Database Management groups allow you to define groups with basic permissions to affect data records or folder objects (sets, queries, and so on), and entire databases or security files.

Database Management groups are defined in the Group dialog:

  • From the Security menu in iBase Designer, select Security Manager and, on the Groups page, click New.
The Permissions page of the Group dialog divides permissions into these areas:
  • Entity/Link Records
  • Folder Objects
  • System Roles

Entity/Link Records

In this area of the Group dialog, you can give the group members permission to manipulate entities and links. This applies only to records that they create. To allow group members to update or delete records that are created by other users, turn on the Update/Delete Records created by other users check box.

Typically, you want to give Add and Update permissions to all data entry staff. You might want to give Delete permission to all data entry staff, which enables them to remove records that they personally created, for example to correct mistaken or duplicate entries. In some cases, you might want to restrict both the Delete and Update/Delete data Created by Other Users permissions to supervisory or senior staff roles.

Folder Objects

In this area of the Group dialog, you can give the group members permission to manipulate folder objects (sets, queries, and so on). This applies only to folder objects that they create.
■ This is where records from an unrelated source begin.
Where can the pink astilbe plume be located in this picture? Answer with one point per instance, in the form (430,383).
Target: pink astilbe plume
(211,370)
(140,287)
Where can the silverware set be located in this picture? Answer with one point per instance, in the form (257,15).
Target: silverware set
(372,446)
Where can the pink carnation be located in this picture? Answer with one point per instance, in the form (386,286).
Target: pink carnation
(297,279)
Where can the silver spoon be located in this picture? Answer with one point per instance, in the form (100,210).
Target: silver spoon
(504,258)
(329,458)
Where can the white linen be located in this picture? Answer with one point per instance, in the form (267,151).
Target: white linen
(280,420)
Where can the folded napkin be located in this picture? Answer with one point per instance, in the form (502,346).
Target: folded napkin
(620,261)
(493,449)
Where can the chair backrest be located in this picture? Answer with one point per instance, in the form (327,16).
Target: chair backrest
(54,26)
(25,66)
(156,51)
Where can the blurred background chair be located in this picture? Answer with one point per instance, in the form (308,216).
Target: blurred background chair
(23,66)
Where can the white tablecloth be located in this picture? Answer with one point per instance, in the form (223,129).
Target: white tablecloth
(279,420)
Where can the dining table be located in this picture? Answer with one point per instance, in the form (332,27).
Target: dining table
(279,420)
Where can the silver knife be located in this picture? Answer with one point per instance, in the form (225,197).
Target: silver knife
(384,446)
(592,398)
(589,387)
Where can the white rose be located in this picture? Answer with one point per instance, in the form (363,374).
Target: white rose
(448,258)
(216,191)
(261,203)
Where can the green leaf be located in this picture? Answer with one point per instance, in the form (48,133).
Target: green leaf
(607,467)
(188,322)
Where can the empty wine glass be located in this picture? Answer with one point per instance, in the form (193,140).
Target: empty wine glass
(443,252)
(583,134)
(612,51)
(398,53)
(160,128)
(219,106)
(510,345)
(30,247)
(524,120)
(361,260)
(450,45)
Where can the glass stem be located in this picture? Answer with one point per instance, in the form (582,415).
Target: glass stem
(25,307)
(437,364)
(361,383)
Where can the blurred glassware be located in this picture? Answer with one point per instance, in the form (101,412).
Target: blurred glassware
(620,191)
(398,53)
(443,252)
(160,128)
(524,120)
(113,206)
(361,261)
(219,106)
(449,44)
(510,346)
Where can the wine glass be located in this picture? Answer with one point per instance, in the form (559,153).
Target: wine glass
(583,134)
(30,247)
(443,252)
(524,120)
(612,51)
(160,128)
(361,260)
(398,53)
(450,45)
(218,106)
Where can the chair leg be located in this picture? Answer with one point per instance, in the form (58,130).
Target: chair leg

To allow group members to update or delete folder objects belonging to other users, turn on these check boxes:
  • Update/Delete Restricted Folder Objects created by other users (for details of restricted folder objects, see Folder Object Control Groups)
  • Update/Delete Public Folder Objects created by other users
Note: Even if you give a Database Management group every permission in the Entity/Link Records and Folder Objects area, you can still restrict what a user does by making that user a member of other types of group. For example, you can use System Commands Access Control groups to hide some or all of the commands that implement actions of a type enabled in the Database Management group.

System Roles

In this area of the Group dialog, you can give the group members one or more of the administrative roles, or grant them permission to view restricted audit logs. These roles are not modified in any way by the other types of iBase security groups. See Administrative Users for details of the administrative roles.

What users see

In general, users without a particular permission can start iBase and related applications but the affected commands in menus and shortcut menus appear as unavailable (dimmed or gray).

Some affected menu commands, mostly those linked to folder objects (sets, queries, and so on), remain available but, when selected, these commands display a dialog saying that the user has insufficient permissions to continue.
Note: In addition, you can define System Commands Access Control groups and deny commands to hide unavailable commands. See System Commands Access Control Groups.
In the Audit Viewer, users without the Security Administrator system role, see commands as available but are unable to open any log.